1. (a) IGG is a corporation validly existing under the laws of the State of Maryland and has all requisite corporate power and authority to perform its obligations under the Second Supplemental Indenture. Based solely on the IGG Good Standing Certificate, IGG is in good standing in the State of Maryland.

(b) Imedex is a limited liability company validly existing under the laws of the State of Georgia and has all requisite limited liability company power and authority to perform its obligations under the Second Supplemental Indenture. Based solely on the Imedex Good Standing Certificate, Imedex is in good standing in the State of Georgia.

2. Each Opinion Party has duly authorized, executed and delivered the Second Supplemental Indenture, including the Guarantees set forth therein.

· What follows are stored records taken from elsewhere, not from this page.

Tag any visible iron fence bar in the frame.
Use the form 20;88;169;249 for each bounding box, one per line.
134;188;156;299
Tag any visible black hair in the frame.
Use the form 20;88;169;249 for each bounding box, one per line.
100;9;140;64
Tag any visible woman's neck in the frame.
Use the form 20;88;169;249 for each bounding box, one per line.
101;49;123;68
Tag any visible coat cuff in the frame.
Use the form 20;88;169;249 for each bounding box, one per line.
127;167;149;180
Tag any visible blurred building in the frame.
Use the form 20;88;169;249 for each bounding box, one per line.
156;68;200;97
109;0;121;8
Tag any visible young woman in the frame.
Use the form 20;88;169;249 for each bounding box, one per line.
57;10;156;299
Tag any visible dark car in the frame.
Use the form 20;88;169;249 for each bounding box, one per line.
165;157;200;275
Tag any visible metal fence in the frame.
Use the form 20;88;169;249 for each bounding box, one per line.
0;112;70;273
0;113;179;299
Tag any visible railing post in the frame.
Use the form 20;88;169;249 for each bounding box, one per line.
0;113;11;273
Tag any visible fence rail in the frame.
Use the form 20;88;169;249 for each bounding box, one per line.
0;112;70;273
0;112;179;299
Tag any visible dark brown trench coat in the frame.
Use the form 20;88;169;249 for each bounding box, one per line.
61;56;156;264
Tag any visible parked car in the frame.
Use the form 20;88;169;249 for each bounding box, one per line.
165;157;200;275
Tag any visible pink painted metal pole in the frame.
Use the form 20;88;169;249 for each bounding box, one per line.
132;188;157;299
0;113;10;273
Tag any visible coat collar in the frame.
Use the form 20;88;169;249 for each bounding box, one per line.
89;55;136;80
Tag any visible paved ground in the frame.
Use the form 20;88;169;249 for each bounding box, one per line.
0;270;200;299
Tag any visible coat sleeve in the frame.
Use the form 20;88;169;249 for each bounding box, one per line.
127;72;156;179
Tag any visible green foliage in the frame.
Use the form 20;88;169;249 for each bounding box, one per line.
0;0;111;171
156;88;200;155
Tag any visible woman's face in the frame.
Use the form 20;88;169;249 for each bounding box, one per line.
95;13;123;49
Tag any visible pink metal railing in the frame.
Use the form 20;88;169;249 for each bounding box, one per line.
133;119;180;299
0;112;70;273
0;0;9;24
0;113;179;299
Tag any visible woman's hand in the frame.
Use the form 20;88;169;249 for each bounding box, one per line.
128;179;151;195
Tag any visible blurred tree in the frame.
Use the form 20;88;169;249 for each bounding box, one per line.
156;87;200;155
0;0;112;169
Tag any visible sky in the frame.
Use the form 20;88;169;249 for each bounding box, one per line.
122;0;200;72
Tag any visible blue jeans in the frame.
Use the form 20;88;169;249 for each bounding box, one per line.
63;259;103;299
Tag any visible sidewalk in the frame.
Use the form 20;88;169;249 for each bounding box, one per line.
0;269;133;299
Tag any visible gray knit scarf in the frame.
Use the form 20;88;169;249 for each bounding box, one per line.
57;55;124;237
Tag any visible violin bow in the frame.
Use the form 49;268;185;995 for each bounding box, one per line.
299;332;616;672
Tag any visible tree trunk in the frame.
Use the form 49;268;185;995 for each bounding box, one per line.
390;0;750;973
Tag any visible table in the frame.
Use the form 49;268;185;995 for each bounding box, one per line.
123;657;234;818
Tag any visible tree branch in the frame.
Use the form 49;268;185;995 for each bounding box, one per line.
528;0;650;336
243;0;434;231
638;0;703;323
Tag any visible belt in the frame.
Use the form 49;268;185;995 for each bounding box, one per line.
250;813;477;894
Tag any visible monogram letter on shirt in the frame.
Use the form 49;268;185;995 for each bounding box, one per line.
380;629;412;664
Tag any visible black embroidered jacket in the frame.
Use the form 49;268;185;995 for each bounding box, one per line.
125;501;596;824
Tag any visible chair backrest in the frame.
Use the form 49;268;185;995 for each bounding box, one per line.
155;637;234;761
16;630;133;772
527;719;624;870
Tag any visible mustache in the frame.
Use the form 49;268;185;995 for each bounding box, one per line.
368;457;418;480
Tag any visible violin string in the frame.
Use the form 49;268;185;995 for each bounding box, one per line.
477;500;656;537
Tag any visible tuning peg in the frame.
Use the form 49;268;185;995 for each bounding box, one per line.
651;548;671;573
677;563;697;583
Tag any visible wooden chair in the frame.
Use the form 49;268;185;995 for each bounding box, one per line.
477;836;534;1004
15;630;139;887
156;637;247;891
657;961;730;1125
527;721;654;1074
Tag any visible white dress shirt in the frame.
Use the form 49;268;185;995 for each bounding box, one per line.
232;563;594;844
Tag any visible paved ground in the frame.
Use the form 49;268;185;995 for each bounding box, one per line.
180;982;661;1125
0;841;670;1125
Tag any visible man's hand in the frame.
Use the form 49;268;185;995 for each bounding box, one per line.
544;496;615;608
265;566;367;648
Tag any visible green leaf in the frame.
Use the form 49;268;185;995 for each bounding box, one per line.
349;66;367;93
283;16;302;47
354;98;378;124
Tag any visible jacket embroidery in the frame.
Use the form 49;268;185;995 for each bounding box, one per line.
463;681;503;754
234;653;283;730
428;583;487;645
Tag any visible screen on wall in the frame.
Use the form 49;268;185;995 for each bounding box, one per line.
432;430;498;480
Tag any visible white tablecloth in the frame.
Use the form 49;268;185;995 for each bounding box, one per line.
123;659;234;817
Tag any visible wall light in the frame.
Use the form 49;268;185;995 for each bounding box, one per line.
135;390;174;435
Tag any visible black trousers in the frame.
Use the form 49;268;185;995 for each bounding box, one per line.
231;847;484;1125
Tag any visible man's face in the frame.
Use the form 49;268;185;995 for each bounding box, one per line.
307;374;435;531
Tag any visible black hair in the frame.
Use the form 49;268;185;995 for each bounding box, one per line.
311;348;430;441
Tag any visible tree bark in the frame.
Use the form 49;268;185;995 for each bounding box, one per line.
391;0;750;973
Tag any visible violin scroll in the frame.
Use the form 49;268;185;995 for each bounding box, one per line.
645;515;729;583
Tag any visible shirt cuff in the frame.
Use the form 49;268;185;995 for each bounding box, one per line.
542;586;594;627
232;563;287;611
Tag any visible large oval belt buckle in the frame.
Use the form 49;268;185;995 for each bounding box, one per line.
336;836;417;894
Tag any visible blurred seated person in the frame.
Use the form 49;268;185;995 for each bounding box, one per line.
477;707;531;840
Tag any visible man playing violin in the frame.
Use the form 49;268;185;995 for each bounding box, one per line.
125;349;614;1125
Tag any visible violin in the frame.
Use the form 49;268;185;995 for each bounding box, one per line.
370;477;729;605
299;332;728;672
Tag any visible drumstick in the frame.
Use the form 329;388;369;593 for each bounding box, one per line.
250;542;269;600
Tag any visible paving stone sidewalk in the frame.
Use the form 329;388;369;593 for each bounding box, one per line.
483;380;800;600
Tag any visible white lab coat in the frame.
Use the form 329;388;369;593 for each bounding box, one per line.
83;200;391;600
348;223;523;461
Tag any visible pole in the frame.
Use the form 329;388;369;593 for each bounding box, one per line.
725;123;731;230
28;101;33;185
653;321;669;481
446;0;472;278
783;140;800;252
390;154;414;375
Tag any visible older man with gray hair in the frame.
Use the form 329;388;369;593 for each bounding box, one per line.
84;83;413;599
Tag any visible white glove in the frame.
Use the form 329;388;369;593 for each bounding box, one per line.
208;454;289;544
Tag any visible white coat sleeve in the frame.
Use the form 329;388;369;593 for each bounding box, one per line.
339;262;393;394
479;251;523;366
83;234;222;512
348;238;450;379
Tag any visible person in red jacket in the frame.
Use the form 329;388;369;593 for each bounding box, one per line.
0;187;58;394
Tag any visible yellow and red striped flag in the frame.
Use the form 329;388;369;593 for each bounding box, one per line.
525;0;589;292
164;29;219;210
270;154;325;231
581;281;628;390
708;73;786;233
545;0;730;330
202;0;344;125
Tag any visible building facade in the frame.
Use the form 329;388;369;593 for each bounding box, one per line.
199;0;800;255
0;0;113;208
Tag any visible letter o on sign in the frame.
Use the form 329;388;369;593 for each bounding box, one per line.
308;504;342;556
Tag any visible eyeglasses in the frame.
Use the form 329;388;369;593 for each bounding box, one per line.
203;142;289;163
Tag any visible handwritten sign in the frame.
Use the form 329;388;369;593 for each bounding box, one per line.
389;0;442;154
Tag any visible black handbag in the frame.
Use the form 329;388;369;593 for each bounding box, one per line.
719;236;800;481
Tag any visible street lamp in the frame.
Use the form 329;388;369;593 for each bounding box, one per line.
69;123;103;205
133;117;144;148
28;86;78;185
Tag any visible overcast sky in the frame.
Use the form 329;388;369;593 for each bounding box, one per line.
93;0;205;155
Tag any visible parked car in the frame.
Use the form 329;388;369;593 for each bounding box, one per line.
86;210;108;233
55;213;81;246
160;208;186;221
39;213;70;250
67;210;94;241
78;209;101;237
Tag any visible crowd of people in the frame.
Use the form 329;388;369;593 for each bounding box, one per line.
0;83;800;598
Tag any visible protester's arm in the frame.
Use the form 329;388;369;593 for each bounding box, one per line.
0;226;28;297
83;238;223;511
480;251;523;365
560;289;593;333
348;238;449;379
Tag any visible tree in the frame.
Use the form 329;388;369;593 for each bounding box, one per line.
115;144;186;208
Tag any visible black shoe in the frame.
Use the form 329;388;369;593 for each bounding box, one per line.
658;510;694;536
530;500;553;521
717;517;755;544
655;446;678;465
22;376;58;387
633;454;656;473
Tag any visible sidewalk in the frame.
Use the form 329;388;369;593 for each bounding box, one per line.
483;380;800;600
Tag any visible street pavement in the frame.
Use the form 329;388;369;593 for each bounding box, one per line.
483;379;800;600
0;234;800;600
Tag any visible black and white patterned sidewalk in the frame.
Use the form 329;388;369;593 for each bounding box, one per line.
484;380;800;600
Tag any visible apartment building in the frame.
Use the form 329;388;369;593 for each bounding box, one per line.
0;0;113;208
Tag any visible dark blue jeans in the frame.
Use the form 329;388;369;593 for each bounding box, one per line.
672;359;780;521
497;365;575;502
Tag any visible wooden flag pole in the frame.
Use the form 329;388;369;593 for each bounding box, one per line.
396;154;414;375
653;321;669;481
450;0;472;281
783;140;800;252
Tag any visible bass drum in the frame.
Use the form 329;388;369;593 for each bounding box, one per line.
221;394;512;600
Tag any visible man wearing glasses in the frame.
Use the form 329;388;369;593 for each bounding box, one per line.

3. (a) The execution and delivery of the Second Supplemental Indenture by IGG, and the consummation of the transactions contemplated thereby, do not violate the IGG Governing Documents.

(b) The execution and delivery of the Second Supplemental Indenture by Imedex, and the consummation of the transactions contemplated thereby, do not violate the Imedex Governing Documents.

We consent to the filing of this opinion as Exhibit 5.2 to the Parent’s Current Report on Form 8-K being filed on the date hereof and incorporated by reference into the Registration Statement. In giving this consent, we do not admit that we are within the category of persons whose consent is required by Section 7 of the Securities Act or the rules and regulations promulgated thereunder by the SEC. Morgan, Lewis & Bockius LLP, counsel to the Parent, the Opinion Parties and the other subsidiary guarantors, may rely upon this opinion with respect to matters set forth herein that are governed by Maryland and Georgia law for purposes of its opinion in connection with the Notes and Guarantees.


AmerisourceBergen Corporation

November 14, 2011

Page 4

 

This opinion speaks as of its date and does not purport to address matters which may arise after such date. We expressly disclaim any obligation to advise you of any changes of law or facts that may hereafter come or be brought to our attention which would alter the opinions herein set forth. Finally, our opinions set forth herein are limited to the matters expressly set forth herein, and no opinion is implied or may be inferred beyond the matters expressly so stated.